Hence, the role of ascetical labors and spiritual exercises is worked into all the discourses:

>94. So long as we are manfully engaged in the holy warfare of ascetic or practical philosophy we retain with us the Logos, who in the form of the commandments came from the Father into this world. But when we are released from our ascetic struggle with the passions and are declared victor over both them and the demons, we pass, by means of contemplation, to gnostic philosophy; and in this way we allow the Logos mystically to leave the world again and make His way to the Father. Hence it is that the Lord says to His disciples: 'You have loved Me and have believed that I come from God. I came from the Father and have come into the world; again I leave the world and make My way to the Father' (John 16:27-28). By the world He meant perhaps the hard task of practicing the virtues; by the Father, that intellectual state which transcends the world and is free from all material propensity. When we are in this state the Logos of God enters into us, putting an end to our battle with the passions and the demons.

>83. According to the text, 'But we have the intellect of Christ' (1 Cor. 2:16), the saints are said to receive Christ's intellect. But this does not come to us through the loss of our own intellectual power: nor does it come to us as a supplementary part added to our intellect: nor does it pass essentially and hypostatically into our intellect. Rather, it illumines the power of our intellect with its own quality and conforms the activity of our intellect to its own. In my opinion the person who has Christ's intellect is he whose intellection accords with that of Christ and who apprehends Christ through all things.
>>24501368
>75. Herod exemplifies the will of the flesh; Pilate, the senses; Caesar, sensible things; and the Jews, the soul's thoughts. When the soul through ignorance associates with sensible things, it betrays the Logos into the hands of the senses to be put to death and proclaims within itself the kingship of perishable things. For the Jews say, 'We have no king but Caesar' (John 19:15).

>76. Again, Herod exemplifies the activity of the passions; Pilate, a disposition that is deluded by them; Caesar, the ruler of the world of darkness; and the Jews, the soul.

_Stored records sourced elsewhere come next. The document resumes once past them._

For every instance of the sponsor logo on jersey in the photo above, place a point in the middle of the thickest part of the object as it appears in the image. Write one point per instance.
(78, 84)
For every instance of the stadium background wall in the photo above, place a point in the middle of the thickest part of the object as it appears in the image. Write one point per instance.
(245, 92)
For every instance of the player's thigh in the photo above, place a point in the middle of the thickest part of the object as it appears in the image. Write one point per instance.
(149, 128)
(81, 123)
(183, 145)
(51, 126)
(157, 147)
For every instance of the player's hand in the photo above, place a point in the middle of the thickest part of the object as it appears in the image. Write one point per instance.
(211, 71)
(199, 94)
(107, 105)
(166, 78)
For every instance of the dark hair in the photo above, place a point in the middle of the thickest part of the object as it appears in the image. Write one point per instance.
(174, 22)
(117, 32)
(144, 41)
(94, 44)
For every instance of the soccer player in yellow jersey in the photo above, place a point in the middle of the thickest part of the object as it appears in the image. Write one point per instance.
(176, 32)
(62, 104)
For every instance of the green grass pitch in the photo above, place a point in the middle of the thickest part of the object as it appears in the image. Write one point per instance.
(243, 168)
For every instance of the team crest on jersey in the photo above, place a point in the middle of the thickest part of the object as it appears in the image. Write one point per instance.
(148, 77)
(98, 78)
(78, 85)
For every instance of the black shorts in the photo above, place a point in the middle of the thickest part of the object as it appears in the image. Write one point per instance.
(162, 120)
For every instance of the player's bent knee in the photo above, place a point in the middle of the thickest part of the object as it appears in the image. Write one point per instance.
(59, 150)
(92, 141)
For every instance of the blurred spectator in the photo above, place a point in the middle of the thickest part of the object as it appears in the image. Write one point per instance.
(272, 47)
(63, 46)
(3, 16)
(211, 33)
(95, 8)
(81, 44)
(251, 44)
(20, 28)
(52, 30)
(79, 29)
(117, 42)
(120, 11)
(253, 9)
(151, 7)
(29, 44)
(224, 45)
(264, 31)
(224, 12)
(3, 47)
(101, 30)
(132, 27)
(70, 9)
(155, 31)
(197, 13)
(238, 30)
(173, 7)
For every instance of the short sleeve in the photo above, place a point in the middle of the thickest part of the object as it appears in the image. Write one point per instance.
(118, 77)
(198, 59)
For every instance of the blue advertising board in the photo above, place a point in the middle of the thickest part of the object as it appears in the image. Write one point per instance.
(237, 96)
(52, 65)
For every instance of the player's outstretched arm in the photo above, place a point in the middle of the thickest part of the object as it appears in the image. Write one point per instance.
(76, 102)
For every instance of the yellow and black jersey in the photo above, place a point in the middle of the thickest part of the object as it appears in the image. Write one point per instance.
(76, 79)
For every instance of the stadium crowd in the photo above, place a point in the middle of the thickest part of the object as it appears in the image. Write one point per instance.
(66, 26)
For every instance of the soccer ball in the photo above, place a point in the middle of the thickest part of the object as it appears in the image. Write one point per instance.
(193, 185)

When the soul submits to the passions and betrays virtue into the power of an evil disposition, it manifestly denies the kingdom of God and transfers itself to the destructive tyranny of the devil.

>77. The subjugation of the passions is not sufficient to ensure spiritual happiness for the soul unless the soul also acquires the virtues by keeping the commandments. Scripture says, 'Do not rejoice because the spirits are subject to you,' that is, the operations of the passions, but 'because your names are written in heaven' (Luke 10;20), having been transferred to the place of dispassion by the grace of sonship gained through the virtues.

From the Century on Theology, Saint Maximus the Confessor
>>24503316
This is ridiculously at odds with Christianity. Christians praying the Horologian pray to be clear minded and given onto wisdom multiple times a day. The Patristics are filled with calls to take up ascetic labors that one might be prepared for the contest with the world, even onto excruciation and martyrdom. When Dostoevsky wants to attack Christianity through Ivan as a sort of foil for his own Christian understanding he rightfully has Ivan's Grand Inquisitor tell Christ that he expects too much of men and expects them to be too heroic, that the price of diefication and theosis is too high, the goal too arduous.